Apesar de não encontrar obstáculos para realizar as tarefas, a vida escolar de Nícolas Cássio dos Santos (que tem habilidade superior à média para algumas atividades) não é feita só de facilidades. Gosta de ajudar os colegas de classe, mas se incomoda de ser chamado de “doutor sabe tudo” por uma das meninas. “Isso é muito chato”, diz.

Elisabete dos Anjos, coordenadora pedagógica da EE Professor Laurindo Rodrigues Pereira Leite, na zona leste, lembra que o menino realmente causou espanto ao entrar na escola, por saber muito mais do que as crianças da sua idade. O caderno usado em casa, para escrever e fazer contas, foi apresentado por ele à professora, que logo identificou as características da superdotação, com base na orientação recebida pela pasta da Educação. Nícolas foi encaminhado para uma entrevista com a coordenadora da oficina pedagógica da Diretoria de Ensino, que confirmou a hipótese.

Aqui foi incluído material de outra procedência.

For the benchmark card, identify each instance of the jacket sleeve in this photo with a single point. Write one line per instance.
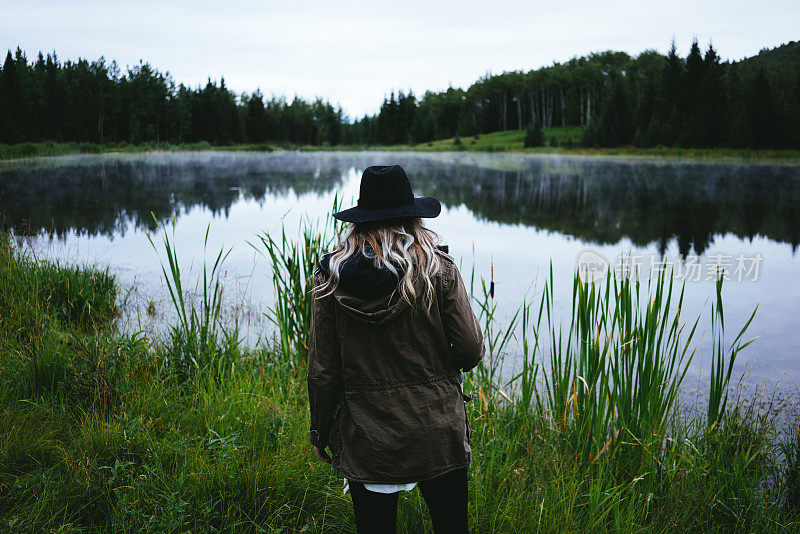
(460, 324)
(324, 373)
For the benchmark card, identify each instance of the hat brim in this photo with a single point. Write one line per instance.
(426, 207)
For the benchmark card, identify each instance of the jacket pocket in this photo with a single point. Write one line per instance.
(335, 438)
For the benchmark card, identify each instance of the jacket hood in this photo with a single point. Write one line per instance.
(365, 291)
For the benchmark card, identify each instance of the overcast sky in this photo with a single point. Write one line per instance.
(355, 52)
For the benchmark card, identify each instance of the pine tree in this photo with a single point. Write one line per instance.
(761, 112)
(713, 114)
(533, 134)
(691, 133)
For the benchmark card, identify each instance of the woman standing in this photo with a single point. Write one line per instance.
(391, 331)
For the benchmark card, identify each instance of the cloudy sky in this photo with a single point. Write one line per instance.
(355, 52)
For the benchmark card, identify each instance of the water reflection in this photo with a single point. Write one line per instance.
(594, 200)
(517, 214)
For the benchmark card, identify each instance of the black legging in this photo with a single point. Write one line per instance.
(445, 495)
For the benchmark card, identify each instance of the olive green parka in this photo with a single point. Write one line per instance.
(384, 379)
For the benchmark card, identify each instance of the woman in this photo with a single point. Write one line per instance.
(391, 331)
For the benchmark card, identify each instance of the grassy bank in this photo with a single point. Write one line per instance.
(557, 141)
(104, 431)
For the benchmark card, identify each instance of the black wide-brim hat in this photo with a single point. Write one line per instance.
(386, 194)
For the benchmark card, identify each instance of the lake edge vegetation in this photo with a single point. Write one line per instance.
(609, 99)
(104, 430)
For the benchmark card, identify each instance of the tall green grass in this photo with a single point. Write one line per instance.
(200, 344)
(293, 263)
(209, 449)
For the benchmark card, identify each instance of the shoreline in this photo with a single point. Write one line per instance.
(26, 151)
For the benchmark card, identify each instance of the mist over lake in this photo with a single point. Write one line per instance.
(516, 213)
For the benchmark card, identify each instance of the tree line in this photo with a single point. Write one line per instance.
(648, 100)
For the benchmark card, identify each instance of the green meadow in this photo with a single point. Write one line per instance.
(557, 140)
(104, 429)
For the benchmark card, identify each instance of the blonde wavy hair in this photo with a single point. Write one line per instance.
(404, 245)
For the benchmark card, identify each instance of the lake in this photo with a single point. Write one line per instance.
(516, 213)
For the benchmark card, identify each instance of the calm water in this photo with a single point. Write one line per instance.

 “Foi ótimo conseguir essa definição, pois a professora pôde iniciar um trabalho diferenciado com o garoto, mesmo antes de estar pronto o enriquecimento do seu currículo”, informa a coordenadora. Como o aluno costuma terminar as lições antes de todos, recebe revistas e livros sobre assuntos de seu interesse para leitura nesses intervalos. “Gosto de histórias de aventura”, diz o menino, agora até famoso pela capacidade intelectual. “Hoje vou aparecer numa entrevista na televisão”, avisa.